Nuevas baterias ecologicas para ups´s


----------



## mabauti (Abr 7, 2009)

oye capi, las fotos salieron medio borrosas, eso parece un ladrillo ( tabique); espero que las puedas subir de nuevo.


----------



## santiago (Abr 7, 2009)

jajajajajajajja ajajajajajajajaa
que hdp me mato 

saludos


----------



## capitanp (Abr 7, 2009)

mabauti dijo:
			
		

> oye capi, las fotos salieron medio borrosas, eso parece un ladrillo ( tabique); espero que las puedas subir de nuevo.

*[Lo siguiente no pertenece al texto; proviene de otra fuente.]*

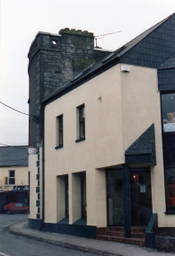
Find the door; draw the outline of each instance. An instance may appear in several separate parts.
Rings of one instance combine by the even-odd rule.
[[[122,170],[107,170],[108,225],[123,225]]]
[[[147,225],[152,216],[152,190],[149,169],[130,172],[131,225]]]

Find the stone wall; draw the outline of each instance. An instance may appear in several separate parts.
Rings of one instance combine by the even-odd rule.
[[[36,35],[28,54],[30,115],[39,116],[37,122],[30,118],[31,146],[37,146],[42,141],[42,100],[109,54],[110,51],[94,49],[93,33],[87,31],[66,28],[58,35],[45,32]]]

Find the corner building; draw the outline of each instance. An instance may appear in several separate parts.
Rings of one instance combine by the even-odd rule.
[[[173,227],[174,54],[173,13],[44,98],[44,230],[154,248]]]

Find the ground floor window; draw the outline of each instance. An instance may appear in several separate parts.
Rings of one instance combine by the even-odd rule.
[[[14,170],[9,171],[8,183],[9,185],[15,184],[15,171]]]
[[[150,169],[129,169],[132,225],[145,225],[152,216]],[[122,170],[107,170],[108,225],[124,225]]]
[[[165,193],[168,211],[175,210],[175,168],[165,168]]]

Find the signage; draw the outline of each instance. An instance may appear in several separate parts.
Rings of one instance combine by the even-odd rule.
[[[140,184],[140,193],[145,193],[145,184]]]
[[[35,147],[28,147],[28,154],[37,154],[37,148],[35,148]]]
[[[15,191],[29,190],[29,186],[13,186],[13,190]]]
[[[175,131],[175,123],[163,124],[163,131],[164,132]]]

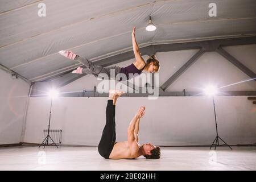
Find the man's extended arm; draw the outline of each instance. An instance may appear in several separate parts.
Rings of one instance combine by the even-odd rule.
[[[128,142],[129,143],[133,142],[134,140],[138,142],[138,133],[139,129],[140,119],[145,114],[144,110],[144,106],[141,107],[135,116],[130,122],[129,126],[127,129]]]

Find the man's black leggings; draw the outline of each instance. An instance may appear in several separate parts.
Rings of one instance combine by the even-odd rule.
[[[106,125],[98,146],[98,152],[105,159],[109,159],[109,155],[115,143],[115,106],[113,105],[113,100],[108,100],[106,108]]]

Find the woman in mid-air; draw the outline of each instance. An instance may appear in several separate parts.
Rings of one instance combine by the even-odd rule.
[[[159,61],[155,59],[155,55],[152,55],[148,58],[146,61],[143,60],[141,55],[141,52],[139,50],[139,47],[136,42],[135,36],[135,28],[133,28],[132,35],[133,40],[133,48],[134,52],[135,61],[131,65],[121,68],[118,66],[113,66],[110,67],[104,67],[88,60],[86,58],[82,57],[79,55],[76,55],[71,51],[60,51],[59,53],[70,59],[75,60],[81,63],[86,67],[86,68],[81,67],[77,68],[73,71],[72,73],[78,74],[92,74],[96,77],[100,76],[101,77],[106,77],[109,79],[112,78],[110,75],[110,69],[114,70],[114,79],[118,81],[127,80],[132,76],[141,75],[143,71],[146,71],[148,73],[155,73],[159,71],[160,68]],[[116,77],[118,73],[123,73],[125,77]],[[129,75],[129,74],[130,74]]]

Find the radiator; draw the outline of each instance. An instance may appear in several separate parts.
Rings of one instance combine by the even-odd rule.
[[[48,130],[43,130],[44,139],[46,138],[48,134]],[[62,130],[49,130],[49,135],[53,140],[56,144],[61,144]],[[48,140],[48,143],[52,143],[51,139]]]

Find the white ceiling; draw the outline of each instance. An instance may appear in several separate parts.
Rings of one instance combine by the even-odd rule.
[[[217,5],[209,17],[208,5]],[[46,16],[39,17],[39,3]],[[256,1],[1,0],[0,64],[33,81],[80,65],[57,53],[70,49],[93,60],[131,47],[255,35]],[[151,15],[157,26],[145,27]]]

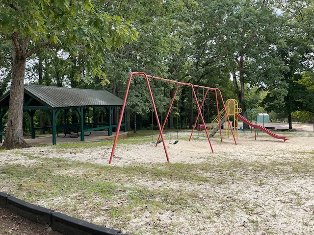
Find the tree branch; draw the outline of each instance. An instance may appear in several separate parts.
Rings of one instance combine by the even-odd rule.
[[[45,42],[44,43],[42,43],[41,44],[37,46],[35,48],[29,50],[25,55],[26,57],[29,57],[31,56],[33,54],[37,52],[39,49],[43,47],[54,47],[54,45],[52,44],[51,44],[48,43],[48,42]]]
[[[12,41],[14,45],[14,47],[16,48],[16,52],[18,54],[18,56],[21,58],[22,56],[22,51],[20,47],[20,43],[19,43],[19,40],[18,37],[19,37],[19,33],[15,32],[12,35]]]

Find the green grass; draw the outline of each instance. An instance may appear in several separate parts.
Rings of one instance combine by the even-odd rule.
[[[151,141],[150,136],[145,135],[147,133],[132,135],[127,140],[119,140],[119,143],[139,144]],[[112,144],[112,141],[79,143],[51,148],[59,152],[80,152],[83,149],[93,150]],[[165,231],[158,220],[159,212],[172,212],[183,216],[187,209],[192,217],[201,216],[204,223],[209,224],[226,213],[235,214],[242,211],[246,215],[244,219],[257,228],[263,223],[256,214],[261,207],[240,196],[245,195],[245,190],[255,187],[262,191],[270,182],[277,181],[278,184],[272,188],[279,191],[282,184],[288,185],[291,179],[296,178],[311,179],[314,172],[313,151],[292,150],[290,155],[299,157],[266,163],[257,158],[257,161],[244,161],[209,158],[199,164],[133,164],[121,166],[42,158],[23,150],[13,152],[34,162],[29,165],[9,162],[0,164],[1,186],[4,188],[1,191],[85,220],[92,221],[96,217],[104,217],[105,220],[113,221],[112,226],[125,231],[127,228],[124,225],[150,212],[150,221],[154,225],[149,225],[153,228],[151,234],[162,234]],[[238,188],[238,185],[247,188]],[[234,186],[232,193],[228,192]],[[217,188],[222,192],[217,193]],[[283,201],[289,202],[289,205],[307,205],[307,198],[301,197],[296,189],[287,190],[283,196],[286,197]],[[214,207],[212,202],[219,206]],[[313,211],[311,205],[307,210]],[[251,217],[252,214],[254,216]],[[191,224],[197,222],[190,221]],[[179,226],[176,224],[170,224],[167,232],[175,232]],[[132,231],[131,234],[145,234],[144,231],[144,229]]]

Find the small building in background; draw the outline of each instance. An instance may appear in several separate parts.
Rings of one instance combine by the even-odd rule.
[[[257,115],[258,122],[265,123],[269,121],[269,115],[268,114],[258,114]]]

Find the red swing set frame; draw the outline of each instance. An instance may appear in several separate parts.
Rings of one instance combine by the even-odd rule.
[[[128,94],[129,94],[129,91],[130,90],[130,85],[131,84],[131,81],[132,80],[132,77],[133,76],[136,76],[136,75],[138,75],[138,76],[143,76],[144,77],[145,77],[145,80],[146,81],[146,83],[147,84],[147,88],[148,88],[148,91],[149,92],[149,94],[150,94],[150,96],[151,97],[151,99],[152,100],[152,103],[153,104],[153,107],[154,109],[154,111],[155,112],[155,117],[156,118],[156,121],[157,122],[157,124],[158,125],[158,128],[159,129],[159,137],[158,137],[158,140],[157,140],[157,142],[158,142],[158,141],[159,140],[159,139],[161,138],[161,140],[162,140],[162,144],[163,145],[163,148],[165,150],[165,153],[166,154],[166,157],[167,158],[167,162],[168,162],[168,163],[170,163],[170,161],[169,160],[169,156],[168,155],[168,152],[167,151],[167,147],[166,146],[166,143],[164,141],[164,139],[163,138],[163,135],[162,134],[162,131],[163,131],[163,128],[165,127],[165,125],[166,124],[166,122],[167,121],[167,119],[168,118],[168,117],[169,115],[169,114],[170,113],[170,111],[171,110],[171,107],[172,107],[172,105],[173,104],[173,102],[175,100],[175,99],[176,98],[176,95],[177,95],[177,93],[178,92],[178,90],[179,89],[179,88],[181,86],[188,86],[191,87],[191,89],[192,90],[192,94],[193,94],[193,96],[194,96],[194,98],[195,100],[195,101],[197,101],[196,102],[196,107],[197,108],[197,110],[198,110],[198,114],[197,114],[197,117],[196,118],[196,119],[195,120],[195,122],[194,123],[193,125],[193,129],[192,130],[192,132],[191,133],[191,135],[190,136],[190,138],[189,139],[189,141],[190,141],[191,140],[191,138],[192,138],[192,136],[193,136],[193,133],[194,132],[194,129],[195,129],[195,128],[196,127],[196,125],[197,124],[197,121],[198,120],[198,118],[199,118],[199,117],[201,117],[201,119],[202,119],[202,121],[203,123],[203,124],[204,125],[204,126],[206,126],[206,124],[205,124],[205,121],[204,121],[204,117],[203,117],[203,115],[202,114],[202,109],[203,108],[203,106],[204,105],[204,102],[205,101],[205,99],[206,98],[207,95],[208,95],[208,93],[209,91],[213,91],[215,93],[215,98],[216,98],[216,108],[217,108],[217,112],[218,113],[218,122],[219,122],[219,129],[220,129],[220,140],[221,141],[222,141],[222,133],[221,133],[221,125],[220,125],[220,115],[219,115],[219,106],[218,106],[218,95],[217,95],[217,93],[219,93],[219,96],[220,98],[220,99],[221,99],[221,101],[222,103],[223,104],[223,105],[224,106],[224,109],[225,111],[225,113],[226,114],[226,118],[227,118],[227,121],[228,122],[229,125],[229,127],[230,128],[230,129],[231,130],[231,133],[232,134],[232,136],[234,138],[234,140],[235,141],[235,143],[236,144],[236,138],[235,137],[235,135],[234,134],[234,132],[232,130],[232,127],[231,125],[231,123],[230,123],[230,120],[229,119],[229,117],[228,116],[227,114],[227,110],[226,109],[226,106],[225,105],[225,103],[224,102],[224,100],[223,98],[222,97],[222,95],[221,94],[221,92],[220,92],[220,90],[217,88],[211,88],[211,87],[205,87],[205,86],[199,86],[197,85],[194,85],[194,84],[192,84],[191,83],[184,83],[184,82],[178,82],[177,81],[174,81],[174,80],[169,80],[169,79],[167,79],[165,78],[162,78],[160,77],[155,77],[154,76],[152,76],[151,75],[147,75],[146,74],[145,72],[132,72],[132,73],[131,73],[131,74],[130,75],[130,77],[129,78],[129,81],[128,82],[128,86],[127,87],[127,90],[126,91],[126,94],[125,96],[124,97],[124,100],[123,102],[123,105],[122,105],[122,108],[121,109],[121,113],[120,114],[120,118],[119,118],[119,123],[118,124],[118,126],[117,127],[117,131],[116,132],[116,136],[114,138],[114,141],[113,142],[113,146],[112,146],[112,150],[111,151],[111,154],[110,155],[110,160],[109,161],[109,164],[111,164],[112,161],[112,159],[113,158],[113,155],[114,154],[114,151],[115,150],[116,148],[116,146],[117,144],[117,141],[118,140],[118,138],[119,137],[119,132],[120,131],[120,129],[121,126],[121,123],[122,122],[122,118],[123,118],[123,114],[124,113],[124,110],[125,109],[125,107],[126,107],[126,104],[127,103],[127,100],[128,98]],[[176,84],[177,84],[177,88],[176,89],[176,90],[174,93],[174,95],[172,97],[172,99],[171,100],[171,102],[170,102],[170,104],[169,105],[169,108],[168,110],[168,112],[167,113],[167,115],[166,115],[166,117],[165,117],[165,119],[164,121],[163,122],[163,123],[162,124],[162,126],[161,126],[160,125],[160,123],[159,121],[159,118],[158,117],[158,113],[157,112],[157,110],[156,109],[156,106],[155,106],[155,101],[154,100],[154,96],[153,95],[153,93],[152,92],[152,90],[151,89],[151,86],[150,85],[150,82],[149,82],[149,78],[153,78],[153,79],[158,79],[160,81],[163,81],[165,82],[170,82],[170,83],[175,83]],[[201,105],[200,106],[200,104],[199,104],[199,102],[198,102],[198,99],[197,98],[197,95],[196,95],[196,94],[195,93],[195,90],[194,89],[194,88],[201,88],[201,89],[206,89],[206,92],[205,94],[205,95],[204,95],[203,97],[203,101],[202,102],[202,104],[201,104]],[[210,148],[211,149],[211,152],[213,152],[213,149],[212,148],[212,146],[211,145],[211,143],[210,142],[210,140],[209,139],[209,135],[208,134],[208,132],[207,131],[207,128],[205,128],[205,132],[206,133],[206,136],[207,137],[207,139],[208,140],[208,141],[209,143],[209,144],[210,146]],[[156,146],[157,146],[157,143],[156,143]]]

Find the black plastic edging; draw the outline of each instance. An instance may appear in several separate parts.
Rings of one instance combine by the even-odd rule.
[[[8,209],[17,214],[43,225],[51,224],[54,211],[28,203],[11,196],[7,198]]]
[[[91,224],[58,212],[52,214],[52,228],[66,235],[122,235],[121,231]]]
[[[3,206],[6,206],[8,204],[7,198],[9,197],[10,195],[4,193],[4,192],[0,192],[0,205]]]
[[[64,235],[129,235],[118,230],[83,221],[54,211],[25,202],[0,192],[0,205],[39,224],[49,225]]]

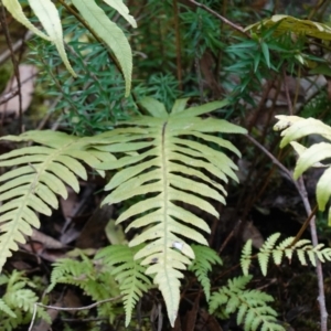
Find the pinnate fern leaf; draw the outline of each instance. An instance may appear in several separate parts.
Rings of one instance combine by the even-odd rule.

las fotos no son mias la encontre en internet


----------



## Dano (Abr 8, 2009)

Jajajaj muy buenas las fotos....

Eso se llama no tener ganas de laburar.

Saludos


----------



## Tacatomon (Abr 8, 2009)

WTF!

Y ahora, que pasa con las industrias de ahora, les da flojera la crisis o que, que ganas de chambear, o es que aun estan festejando fin de año y no pueden diferenciar las baterias de plomo con un ladrillo de tan pedos.

saludos.


----------